[WTI-trainee] FW: Erica Busch dissertation defense April 9 2:30-4pm
Guerrero-Medina, Giovanna
giovanna.guerrero-medina at yale.edu
Tue Mar 31 09:47:10 EDT 2026
Sharing this info for one of our WTI and SPPC community members!
Cheers,
Giovanna
From: Psych.others <psych.others-bounces at mailman.yale.edu> on behalf of Turk-Browne, Nick <nicholas.turk-browne at yale.edu>
Date: Monday, March 30, 2026 at 10:33 PM
To: psych.all at mailman.yale.edu <psych.all at mailman.yale.edu>
Subject: Erica Busch dissertation defense April 9 2:30-4pm
Hi all,
Erica Busch will be defending her dissertation next Thursday, April 9 from 2:30-4pm in the Workshop (room 1116). The talk will begin at 2:30pm and we’ll wrap up with a reception in the adjacent lounge around 3:30pm.
Erica's dissertation (short abstract below) combines computational insights with cognitive training to advance a new paradigm for brain-computer interfaces and cognitive neuroscience more generally. Her work has implications across cognitive, developmental, and clinical psychology, and so should be of broad relevance to our community.

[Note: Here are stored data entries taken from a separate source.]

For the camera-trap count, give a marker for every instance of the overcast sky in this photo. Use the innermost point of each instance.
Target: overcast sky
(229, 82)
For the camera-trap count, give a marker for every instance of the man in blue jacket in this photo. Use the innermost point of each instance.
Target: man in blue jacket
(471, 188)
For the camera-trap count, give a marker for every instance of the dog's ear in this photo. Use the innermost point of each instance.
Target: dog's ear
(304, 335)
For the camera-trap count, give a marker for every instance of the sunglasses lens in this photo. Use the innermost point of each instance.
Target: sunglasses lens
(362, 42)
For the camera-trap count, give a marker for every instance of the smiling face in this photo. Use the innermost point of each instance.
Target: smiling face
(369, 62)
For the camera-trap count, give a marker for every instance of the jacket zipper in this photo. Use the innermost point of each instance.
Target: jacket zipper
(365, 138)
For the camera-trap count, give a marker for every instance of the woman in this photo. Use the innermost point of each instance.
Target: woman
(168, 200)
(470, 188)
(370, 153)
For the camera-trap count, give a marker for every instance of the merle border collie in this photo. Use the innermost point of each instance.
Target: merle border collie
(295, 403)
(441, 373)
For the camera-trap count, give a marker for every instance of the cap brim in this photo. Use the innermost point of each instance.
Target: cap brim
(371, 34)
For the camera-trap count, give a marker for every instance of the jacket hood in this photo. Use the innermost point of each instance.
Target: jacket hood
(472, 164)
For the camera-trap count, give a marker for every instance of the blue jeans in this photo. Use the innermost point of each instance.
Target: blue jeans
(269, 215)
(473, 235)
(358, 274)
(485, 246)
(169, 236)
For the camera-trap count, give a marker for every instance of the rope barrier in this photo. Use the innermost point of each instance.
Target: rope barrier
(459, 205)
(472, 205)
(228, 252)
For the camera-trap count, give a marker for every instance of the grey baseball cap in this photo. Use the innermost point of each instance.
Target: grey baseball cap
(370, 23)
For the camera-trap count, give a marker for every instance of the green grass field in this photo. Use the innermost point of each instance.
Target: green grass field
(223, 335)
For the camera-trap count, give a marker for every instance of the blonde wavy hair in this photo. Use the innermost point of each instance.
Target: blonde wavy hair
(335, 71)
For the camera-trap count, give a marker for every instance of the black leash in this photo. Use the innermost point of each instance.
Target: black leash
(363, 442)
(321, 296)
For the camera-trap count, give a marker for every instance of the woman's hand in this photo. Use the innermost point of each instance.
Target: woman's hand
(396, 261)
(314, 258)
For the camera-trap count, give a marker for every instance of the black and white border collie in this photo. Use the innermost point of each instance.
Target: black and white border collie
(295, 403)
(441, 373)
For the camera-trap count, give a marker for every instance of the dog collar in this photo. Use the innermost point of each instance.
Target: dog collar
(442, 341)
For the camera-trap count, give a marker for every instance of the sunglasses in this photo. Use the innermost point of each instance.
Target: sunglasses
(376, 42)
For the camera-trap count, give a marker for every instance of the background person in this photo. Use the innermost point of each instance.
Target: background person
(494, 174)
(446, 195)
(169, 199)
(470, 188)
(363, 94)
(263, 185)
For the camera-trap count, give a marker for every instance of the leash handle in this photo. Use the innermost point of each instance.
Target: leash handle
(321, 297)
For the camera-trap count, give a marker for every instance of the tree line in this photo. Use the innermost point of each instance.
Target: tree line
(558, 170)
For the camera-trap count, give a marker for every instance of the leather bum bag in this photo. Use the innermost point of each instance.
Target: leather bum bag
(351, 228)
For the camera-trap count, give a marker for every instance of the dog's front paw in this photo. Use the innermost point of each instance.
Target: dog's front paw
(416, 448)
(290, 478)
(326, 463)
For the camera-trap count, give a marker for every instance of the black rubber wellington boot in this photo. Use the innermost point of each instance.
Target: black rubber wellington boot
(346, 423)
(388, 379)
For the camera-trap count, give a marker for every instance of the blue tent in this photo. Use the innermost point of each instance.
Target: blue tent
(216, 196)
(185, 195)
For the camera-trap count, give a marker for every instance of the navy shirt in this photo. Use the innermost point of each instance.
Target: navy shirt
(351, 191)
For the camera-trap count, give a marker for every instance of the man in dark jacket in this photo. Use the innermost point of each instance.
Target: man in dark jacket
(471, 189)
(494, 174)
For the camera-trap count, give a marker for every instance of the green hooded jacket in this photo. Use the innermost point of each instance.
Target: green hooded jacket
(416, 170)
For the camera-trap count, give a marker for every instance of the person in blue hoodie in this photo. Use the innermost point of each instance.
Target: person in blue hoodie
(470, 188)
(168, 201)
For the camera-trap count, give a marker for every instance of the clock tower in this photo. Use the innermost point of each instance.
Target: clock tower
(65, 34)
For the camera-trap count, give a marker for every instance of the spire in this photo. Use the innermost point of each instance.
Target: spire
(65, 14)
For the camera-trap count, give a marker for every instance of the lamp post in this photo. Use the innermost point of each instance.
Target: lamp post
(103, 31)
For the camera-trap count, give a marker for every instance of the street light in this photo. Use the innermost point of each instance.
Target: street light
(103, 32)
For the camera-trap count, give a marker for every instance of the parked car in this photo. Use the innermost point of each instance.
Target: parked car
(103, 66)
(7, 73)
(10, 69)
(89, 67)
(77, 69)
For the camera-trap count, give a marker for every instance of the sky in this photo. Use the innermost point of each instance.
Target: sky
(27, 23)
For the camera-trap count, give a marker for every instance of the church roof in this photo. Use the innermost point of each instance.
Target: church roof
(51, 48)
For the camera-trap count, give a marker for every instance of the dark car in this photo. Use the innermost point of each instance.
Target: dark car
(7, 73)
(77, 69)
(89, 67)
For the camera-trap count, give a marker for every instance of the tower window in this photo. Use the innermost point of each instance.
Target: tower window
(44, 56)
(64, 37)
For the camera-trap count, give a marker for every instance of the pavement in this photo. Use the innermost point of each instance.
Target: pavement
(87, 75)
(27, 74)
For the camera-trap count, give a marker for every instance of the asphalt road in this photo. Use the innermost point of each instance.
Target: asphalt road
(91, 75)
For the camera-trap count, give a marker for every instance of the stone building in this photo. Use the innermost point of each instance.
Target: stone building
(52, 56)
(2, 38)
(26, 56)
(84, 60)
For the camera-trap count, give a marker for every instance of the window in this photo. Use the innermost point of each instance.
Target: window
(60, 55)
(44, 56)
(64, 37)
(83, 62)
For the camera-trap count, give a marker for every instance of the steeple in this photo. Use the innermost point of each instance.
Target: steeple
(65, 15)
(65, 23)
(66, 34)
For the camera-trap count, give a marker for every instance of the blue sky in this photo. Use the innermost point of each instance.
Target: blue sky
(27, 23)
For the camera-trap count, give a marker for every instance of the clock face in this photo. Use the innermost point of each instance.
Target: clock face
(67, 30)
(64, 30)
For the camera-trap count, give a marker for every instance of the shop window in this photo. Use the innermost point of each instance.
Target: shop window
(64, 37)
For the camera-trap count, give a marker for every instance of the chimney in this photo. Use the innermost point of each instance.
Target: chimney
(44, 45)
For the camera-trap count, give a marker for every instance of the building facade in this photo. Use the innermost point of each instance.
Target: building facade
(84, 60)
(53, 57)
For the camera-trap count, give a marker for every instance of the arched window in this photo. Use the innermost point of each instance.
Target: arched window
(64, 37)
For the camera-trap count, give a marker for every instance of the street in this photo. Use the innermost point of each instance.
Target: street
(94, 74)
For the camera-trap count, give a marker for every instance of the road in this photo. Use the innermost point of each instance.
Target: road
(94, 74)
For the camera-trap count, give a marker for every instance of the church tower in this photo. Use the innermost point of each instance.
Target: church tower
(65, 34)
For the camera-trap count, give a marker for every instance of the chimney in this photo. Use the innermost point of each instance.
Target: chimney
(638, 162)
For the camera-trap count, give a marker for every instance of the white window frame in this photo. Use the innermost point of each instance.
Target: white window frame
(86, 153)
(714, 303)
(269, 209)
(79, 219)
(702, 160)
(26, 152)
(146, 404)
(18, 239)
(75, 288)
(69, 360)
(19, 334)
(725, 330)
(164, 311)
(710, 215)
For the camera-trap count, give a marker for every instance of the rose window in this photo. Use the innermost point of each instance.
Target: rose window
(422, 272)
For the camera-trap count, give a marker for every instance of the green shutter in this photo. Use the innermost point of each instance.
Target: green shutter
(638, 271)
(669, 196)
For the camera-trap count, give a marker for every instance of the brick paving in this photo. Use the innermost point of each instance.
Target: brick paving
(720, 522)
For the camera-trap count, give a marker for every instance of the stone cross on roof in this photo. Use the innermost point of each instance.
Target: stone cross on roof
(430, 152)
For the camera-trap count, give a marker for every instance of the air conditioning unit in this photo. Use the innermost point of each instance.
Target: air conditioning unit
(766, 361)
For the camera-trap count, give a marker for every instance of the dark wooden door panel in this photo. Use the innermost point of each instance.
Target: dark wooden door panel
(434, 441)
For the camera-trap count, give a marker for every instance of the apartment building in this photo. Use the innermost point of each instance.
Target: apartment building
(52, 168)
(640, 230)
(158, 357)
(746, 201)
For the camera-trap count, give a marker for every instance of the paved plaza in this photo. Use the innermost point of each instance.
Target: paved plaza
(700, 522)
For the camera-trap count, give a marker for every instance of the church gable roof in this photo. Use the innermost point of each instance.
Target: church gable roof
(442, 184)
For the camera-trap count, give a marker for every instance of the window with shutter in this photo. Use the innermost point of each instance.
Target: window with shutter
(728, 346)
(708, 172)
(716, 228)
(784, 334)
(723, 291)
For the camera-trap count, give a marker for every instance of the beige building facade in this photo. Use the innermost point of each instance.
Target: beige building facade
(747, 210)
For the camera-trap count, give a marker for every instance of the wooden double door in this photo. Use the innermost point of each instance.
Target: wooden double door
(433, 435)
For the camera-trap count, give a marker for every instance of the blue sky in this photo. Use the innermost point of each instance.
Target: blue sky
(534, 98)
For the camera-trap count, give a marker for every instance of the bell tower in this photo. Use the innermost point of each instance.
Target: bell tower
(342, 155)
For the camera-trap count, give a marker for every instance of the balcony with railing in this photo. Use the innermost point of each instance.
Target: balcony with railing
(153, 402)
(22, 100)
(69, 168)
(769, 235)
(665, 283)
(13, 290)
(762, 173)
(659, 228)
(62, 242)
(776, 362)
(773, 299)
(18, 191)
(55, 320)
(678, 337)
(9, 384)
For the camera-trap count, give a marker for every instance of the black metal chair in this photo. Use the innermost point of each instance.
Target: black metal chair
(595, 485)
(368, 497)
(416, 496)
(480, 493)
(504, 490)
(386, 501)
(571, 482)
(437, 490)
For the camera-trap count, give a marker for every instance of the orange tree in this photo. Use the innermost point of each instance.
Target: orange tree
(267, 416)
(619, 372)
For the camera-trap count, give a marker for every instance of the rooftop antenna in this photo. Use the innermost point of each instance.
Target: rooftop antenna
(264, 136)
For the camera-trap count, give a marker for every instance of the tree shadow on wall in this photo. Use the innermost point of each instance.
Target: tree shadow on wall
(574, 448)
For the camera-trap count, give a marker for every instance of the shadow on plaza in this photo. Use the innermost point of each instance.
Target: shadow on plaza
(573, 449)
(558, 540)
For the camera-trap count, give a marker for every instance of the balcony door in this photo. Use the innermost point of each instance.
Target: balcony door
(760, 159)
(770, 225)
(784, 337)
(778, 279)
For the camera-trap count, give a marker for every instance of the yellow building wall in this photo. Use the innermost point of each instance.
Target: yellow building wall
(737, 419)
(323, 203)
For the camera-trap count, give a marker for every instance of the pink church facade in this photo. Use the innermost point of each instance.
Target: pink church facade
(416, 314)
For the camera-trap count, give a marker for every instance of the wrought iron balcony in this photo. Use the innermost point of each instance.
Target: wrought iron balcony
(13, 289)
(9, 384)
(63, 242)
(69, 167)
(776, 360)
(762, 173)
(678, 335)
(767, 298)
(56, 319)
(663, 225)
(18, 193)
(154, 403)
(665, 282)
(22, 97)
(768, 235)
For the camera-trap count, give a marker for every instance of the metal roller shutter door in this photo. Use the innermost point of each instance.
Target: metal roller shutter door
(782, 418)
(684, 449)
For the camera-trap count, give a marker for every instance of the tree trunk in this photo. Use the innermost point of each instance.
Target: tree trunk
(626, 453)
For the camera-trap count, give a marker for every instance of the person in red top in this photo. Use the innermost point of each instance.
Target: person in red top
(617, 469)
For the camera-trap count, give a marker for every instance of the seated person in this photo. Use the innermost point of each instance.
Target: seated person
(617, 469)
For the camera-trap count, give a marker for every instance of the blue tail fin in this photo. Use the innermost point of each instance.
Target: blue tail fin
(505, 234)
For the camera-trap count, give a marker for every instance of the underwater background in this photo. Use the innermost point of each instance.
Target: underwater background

On behalf of Erica’s committee, I am writing to invite you and anybody you think might be interested to attend!
Thanks,
Nick Turk-Browne
--
Understanding and enhancing human cognition along neural manifolds
Erica L. Busch
A fundamental goal of cognitive neuroscience is to understand how brain activity supports our rich, flexible, and dynamic cognitive abilities. Yet brain activity is extraordinarily complex, involving thousands of interacting signals that continuously evolve over time. One promising idea is that these signals do not explore all possible configurations, but are instead constrained to simpler, low-dimensional structures known as neural manifolds. These manifolds can be thought of as hidden landscapes that guide the evolution of brain activity, limiting which patterns are possible and shaping how they change with experience. In this dissertation, I argue that neural manifolds provide a unifying framework for understanding how the human brain gives rise to the mind, and that their functional significance can be studied not only descriptively, but also causally. Across four empirical chapters, I develop new computational methods and experimental approaches to characterize neural manifolds, test their functional relevance, and examine how they vary across development and individual differences.